Dixon Wins IndyCar Series Championship
Helio Castroneves won the race in the second closest finish in the history of the IndyCar Series, but it wasn’t enough to stop Scott Dixon from taking his second championship.
After nearly 30 minutes, official timing and scoring called the margin of victory 0.0033 seconds — slightly more than the 0.0024 margin Sam Hornish Jr. had over Al Unser Jr. on the 1.5-mile Joliet track in 2002.
It was sweet redemption for Dixon, who lost both the race and the championship to Dario Franchitti last year at Chicagoland Speedway when he ran out of fuel two turns from the finish.
Dixon, who came into the race with a 30-point lead, wound up winning the title and the $1 million bonus that goes with it by 17 points.
It was hardly a perfect race for Dixon, who didn’t lead until 15 laps from the end and fell as far back as 11th in the middle of the 200-lap race. But he came on strong when he had to and was able to celebrate the title, hugging team owner Chip Ganassi and getting pounded on by his crew.

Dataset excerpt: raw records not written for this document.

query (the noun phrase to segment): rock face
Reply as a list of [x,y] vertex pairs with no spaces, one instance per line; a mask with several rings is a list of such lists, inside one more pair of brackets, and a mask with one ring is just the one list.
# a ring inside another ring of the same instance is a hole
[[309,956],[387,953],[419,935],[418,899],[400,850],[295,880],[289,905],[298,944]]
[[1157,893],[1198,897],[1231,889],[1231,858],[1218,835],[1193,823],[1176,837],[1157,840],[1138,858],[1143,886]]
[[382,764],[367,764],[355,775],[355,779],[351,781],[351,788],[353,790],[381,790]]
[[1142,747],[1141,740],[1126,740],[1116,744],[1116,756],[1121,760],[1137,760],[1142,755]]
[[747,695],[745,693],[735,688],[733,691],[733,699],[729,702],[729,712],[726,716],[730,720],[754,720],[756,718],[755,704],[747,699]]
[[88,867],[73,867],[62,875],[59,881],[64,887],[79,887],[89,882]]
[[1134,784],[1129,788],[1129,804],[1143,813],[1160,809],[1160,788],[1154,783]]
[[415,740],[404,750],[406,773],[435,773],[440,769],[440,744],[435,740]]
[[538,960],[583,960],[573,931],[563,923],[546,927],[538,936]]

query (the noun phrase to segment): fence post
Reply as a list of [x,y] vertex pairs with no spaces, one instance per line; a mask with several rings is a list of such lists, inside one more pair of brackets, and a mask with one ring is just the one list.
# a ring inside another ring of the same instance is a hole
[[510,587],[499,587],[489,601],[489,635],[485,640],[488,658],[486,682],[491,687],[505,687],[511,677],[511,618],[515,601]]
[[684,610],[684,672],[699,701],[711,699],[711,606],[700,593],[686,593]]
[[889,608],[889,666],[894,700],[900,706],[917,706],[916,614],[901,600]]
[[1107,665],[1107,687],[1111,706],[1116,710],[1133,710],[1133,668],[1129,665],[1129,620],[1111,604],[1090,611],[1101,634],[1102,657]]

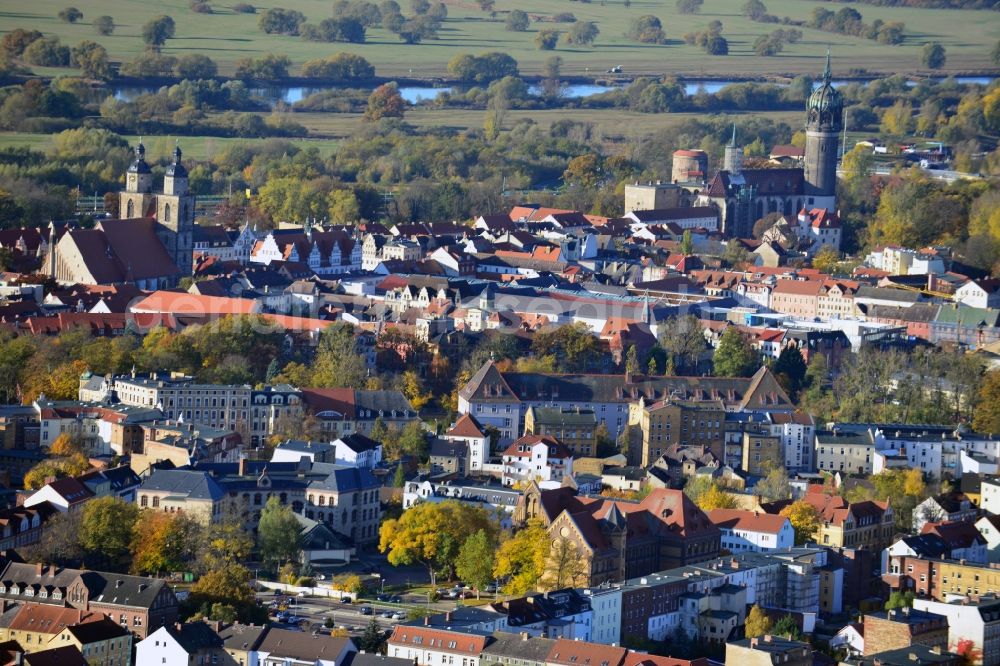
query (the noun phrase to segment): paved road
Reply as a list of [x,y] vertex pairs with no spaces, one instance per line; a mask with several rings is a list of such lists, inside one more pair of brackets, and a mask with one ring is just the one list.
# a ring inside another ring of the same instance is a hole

“It’s been an amazing year, starting with marrying my beautiful wife, Emma, and just a great race season,” Dixon said.
Scott became the fourth straight Indianapolis 500 winner to go on to earn the series championship, following Dan Wheldon, Hornish and Franchitti.
Dixon added the title to the one he won in 2003, his first year in IndyCar, by racing all season with consistency. He finished with a record-tying six victories and 14 top-five finishes in 17 starts.